Datasets were retrieved from published and unpublished datasets in multiple human tissues, including airways26,27, cornea (personal communication; Lako laboratory, Newcastle, UK), skeletal muscle (personal communication, Teichmann laboratory, Wellcome Sanger Institute and Zhang laboratory, Sun-Yat-Sen University, Guangzhou, China), ileum28, colon29, pancreas30, liver31, gallbladder (personal communication; Vallier laboratory, University of Cambridge, UK), heart (Teichmann laboratory, Hubner laboratory/Berlin, Seidmanns/Harvard and Noseda laboratory/Imperial College London, UK), kidney32, placenta/decidua33, testis34, prostate gland35, brain36, skin37, retina38, spleen39, esophagus39 and fetal tissues40,41. Raw expression values were normalized and log transformed. We retained cell clustering based on the original studies when available.

For each dataset where per-cell annotation was not available, we re-processed the data from a raw or normalized (whichever was deposited alongside the original publication) quantification matrix. The standard scanpy (v.1.4.3) clustering procedure was followed. When batch information was available, the harmony package was used to correct batch effects in the principal component space and the corrected principal components were used for computing nearest-neighbor graphs. To re-annotate the cells, multiple clusterings of different resolutions were generated among which the one best matching published clustering was picked and manual annotation was undertaken using marker genes described in the original publication. Full details can be found in analysis notebooks available at github.com/Teichlab/covid19_MS1.

Illustration of the results was generated using scanpy and Seurat (v.3.1). For correlation analysis with ACE2, we performed Spearman’s correlation with statistical tests using the R Hmisc package (v.4.3-1) and P values were adjusted with the Benjamini–Hochberg method with the R stats package (v.3.6.1) on the Vieira Braga et al.26 airway epithelial dataset and the Deprez et al.27 airway dataset.

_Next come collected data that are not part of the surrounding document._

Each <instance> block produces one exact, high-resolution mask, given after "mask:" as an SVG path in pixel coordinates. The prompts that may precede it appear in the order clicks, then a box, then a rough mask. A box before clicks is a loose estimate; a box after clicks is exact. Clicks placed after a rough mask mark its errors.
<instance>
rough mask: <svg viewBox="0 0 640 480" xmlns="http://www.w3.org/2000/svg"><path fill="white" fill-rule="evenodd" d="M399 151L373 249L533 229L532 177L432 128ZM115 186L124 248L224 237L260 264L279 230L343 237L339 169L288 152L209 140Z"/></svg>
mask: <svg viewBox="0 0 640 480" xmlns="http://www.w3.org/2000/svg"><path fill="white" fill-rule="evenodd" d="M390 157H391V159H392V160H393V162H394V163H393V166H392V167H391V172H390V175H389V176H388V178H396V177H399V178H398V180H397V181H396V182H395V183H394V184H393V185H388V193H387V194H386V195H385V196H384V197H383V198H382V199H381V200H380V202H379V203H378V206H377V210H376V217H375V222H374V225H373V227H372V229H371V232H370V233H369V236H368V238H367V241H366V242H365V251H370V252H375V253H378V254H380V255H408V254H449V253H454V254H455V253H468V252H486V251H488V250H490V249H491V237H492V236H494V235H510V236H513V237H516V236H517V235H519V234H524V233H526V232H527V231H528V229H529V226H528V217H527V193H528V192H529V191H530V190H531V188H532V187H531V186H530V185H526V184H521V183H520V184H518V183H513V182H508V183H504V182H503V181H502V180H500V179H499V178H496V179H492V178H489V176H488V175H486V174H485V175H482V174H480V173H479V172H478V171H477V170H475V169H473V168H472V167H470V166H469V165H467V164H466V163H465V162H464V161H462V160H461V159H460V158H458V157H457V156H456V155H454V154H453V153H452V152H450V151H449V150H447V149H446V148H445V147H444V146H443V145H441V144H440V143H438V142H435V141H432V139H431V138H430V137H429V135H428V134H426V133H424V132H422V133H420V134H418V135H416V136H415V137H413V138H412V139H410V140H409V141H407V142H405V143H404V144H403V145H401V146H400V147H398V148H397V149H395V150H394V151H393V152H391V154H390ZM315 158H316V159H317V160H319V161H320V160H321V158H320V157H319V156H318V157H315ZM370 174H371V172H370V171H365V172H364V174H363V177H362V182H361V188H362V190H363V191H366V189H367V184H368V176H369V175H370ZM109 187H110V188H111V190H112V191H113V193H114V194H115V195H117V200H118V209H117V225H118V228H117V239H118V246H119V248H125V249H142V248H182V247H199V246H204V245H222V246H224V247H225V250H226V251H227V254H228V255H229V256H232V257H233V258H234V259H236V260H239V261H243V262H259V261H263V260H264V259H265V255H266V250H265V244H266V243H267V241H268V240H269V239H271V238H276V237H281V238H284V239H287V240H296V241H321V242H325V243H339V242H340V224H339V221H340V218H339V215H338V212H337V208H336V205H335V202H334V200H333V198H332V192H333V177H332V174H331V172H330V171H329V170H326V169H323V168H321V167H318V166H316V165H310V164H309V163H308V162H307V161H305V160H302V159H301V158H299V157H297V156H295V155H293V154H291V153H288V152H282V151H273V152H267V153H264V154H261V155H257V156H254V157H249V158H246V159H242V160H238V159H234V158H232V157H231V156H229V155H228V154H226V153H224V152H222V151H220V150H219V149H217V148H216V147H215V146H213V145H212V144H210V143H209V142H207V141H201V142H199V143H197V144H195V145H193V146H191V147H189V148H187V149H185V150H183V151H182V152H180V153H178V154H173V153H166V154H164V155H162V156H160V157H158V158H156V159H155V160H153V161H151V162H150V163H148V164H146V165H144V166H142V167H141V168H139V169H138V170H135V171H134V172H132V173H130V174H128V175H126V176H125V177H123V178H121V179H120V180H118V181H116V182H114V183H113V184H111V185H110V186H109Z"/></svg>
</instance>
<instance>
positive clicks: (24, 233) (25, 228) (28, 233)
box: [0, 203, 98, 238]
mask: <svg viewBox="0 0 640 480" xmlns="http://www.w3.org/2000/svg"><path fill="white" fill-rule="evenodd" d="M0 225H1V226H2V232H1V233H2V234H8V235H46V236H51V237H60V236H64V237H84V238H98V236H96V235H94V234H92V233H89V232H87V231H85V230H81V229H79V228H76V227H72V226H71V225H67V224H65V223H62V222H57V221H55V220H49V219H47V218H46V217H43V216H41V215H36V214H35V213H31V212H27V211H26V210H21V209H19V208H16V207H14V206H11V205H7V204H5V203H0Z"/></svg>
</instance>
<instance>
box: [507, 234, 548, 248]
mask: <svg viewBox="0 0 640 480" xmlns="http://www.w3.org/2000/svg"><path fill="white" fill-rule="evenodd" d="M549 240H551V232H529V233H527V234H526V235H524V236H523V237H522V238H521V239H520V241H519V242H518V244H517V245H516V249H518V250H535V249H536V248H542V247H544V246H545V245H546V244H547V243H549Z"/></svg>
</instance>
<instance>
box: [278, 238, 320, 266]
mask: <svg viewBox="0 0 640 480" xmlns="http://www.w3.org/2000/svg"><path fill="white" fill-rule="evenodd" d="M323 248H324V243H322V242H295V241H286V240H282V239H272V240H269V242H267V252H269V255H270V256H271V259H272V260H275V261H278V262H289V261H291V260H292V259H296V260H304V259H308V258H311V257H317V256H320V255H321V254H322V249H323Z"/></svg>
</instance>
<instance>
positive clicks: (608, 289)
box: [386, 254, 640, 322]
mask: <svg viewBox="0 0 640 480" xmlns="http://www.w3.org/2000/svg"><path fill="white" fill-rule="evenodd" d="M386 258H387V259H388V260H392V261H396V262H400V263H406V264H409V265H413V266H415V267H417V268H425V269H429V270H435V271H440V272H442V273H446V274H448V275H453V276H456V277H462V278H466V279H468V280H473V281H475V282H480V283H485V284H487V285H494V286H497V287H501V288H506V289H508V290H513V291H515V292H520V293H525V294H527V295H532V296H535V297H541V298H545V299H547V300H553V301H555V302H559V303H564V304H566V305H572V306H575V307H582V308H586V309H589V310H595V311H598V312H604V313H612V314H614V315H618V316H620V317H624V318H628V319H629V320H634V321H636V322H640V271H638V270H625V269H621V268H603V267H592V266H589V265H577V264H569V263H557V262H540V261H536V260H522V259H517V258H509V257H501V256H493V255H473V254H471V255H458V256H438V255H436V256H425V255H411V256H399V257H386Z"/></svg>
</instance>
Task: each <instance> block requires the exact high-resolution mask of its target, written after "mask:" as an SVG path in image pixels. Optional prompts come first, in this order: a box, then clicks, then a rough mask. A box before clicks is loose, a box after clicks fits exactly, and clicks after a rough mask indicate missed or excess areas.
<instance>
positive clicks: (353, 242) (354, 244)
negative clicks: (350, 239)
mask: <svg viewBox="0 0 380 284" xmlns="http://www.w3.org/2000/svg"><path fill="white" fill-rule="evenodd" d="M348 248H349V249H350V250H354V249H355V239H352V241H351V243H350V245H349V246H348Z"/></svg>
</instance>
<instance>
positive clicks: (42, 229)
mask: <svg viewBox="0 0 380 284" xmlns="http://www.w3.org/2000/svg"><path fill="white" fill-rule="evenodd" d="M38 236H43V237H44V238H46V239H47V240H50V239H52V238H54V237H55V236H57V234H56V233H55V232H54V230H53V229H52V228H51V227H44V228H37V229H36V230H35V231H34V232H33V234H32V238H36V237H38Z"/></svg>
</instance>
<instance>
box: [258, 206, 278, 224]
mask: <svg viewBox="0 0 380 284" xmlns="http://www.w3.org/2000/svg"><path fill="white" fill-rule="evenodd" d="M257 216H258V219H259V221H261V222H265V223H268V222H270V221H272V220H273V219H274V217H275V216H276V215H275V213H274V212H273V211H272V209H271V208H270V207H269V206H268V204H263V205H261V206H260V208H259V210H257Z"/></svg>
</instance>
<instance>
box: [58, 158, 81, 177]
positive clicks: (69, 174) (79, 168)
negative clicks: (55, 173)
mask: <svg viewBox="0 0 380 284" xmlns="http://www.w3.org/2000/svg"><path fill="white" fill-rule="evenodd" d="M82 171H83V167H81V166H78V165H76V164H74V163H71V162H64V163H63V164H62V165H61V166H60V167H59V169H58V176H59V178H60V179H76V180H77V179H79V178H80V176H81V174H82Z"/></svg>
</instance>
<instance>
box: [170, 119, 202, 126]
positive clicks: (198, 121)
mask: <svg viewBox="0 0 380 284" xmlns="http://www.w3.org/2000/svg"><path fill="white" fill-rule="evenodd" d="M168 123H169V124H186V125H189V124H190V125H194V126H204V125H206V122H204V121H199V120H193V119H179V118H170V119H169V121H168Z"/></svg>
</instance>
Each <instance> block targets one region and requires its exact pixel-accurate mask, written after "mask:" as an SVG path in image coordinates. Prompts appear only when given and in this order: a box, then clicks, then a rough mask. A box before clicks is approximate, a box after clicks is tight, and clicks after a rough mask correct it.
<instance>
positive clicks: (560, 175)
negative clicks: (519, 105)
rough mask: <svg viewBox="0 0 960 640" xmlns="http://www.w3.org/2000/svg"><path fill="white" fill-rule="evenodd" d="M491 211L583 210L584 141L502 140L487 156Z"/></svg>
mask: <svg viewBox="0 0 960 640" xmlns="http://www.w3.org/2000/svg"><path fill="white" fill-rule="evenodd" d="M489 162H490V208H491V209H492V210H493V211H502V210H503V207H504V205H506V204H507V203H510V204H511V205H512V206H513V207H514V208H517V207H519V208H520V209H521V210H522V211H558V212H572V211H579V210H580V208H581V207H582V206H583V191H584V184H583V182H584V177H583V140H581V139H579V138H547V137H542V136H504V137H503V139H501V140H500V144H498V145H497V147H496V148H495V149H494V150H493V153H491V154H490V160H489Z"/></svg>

We also tested multiple additional approaches, including Kendall’s correlation, data transformation by sctransform function in the Seurat package and data imputation by the Markov affinity-based graph imputation of cells algorithm to compare correlation results. While imputation significantly improved correlations, the top genes correlated with ACE2 are largely the same as the analysis performed on un-imputed data. With the uncertainty of the extent that imputation artificially distorted the data, we reported results with no imputation, even though correlations were low. The correlation coefficients for all genes are included as Supplementary Data 1. The top 50 genes in each dataset were characterized based on gene ontology classes from the Gene Ontology database and associated pathways in PathCards were from the Pathway Unification database.

Reporting Summary

Further information on research design is available in the Nature Research Reporting Summary linked to this article.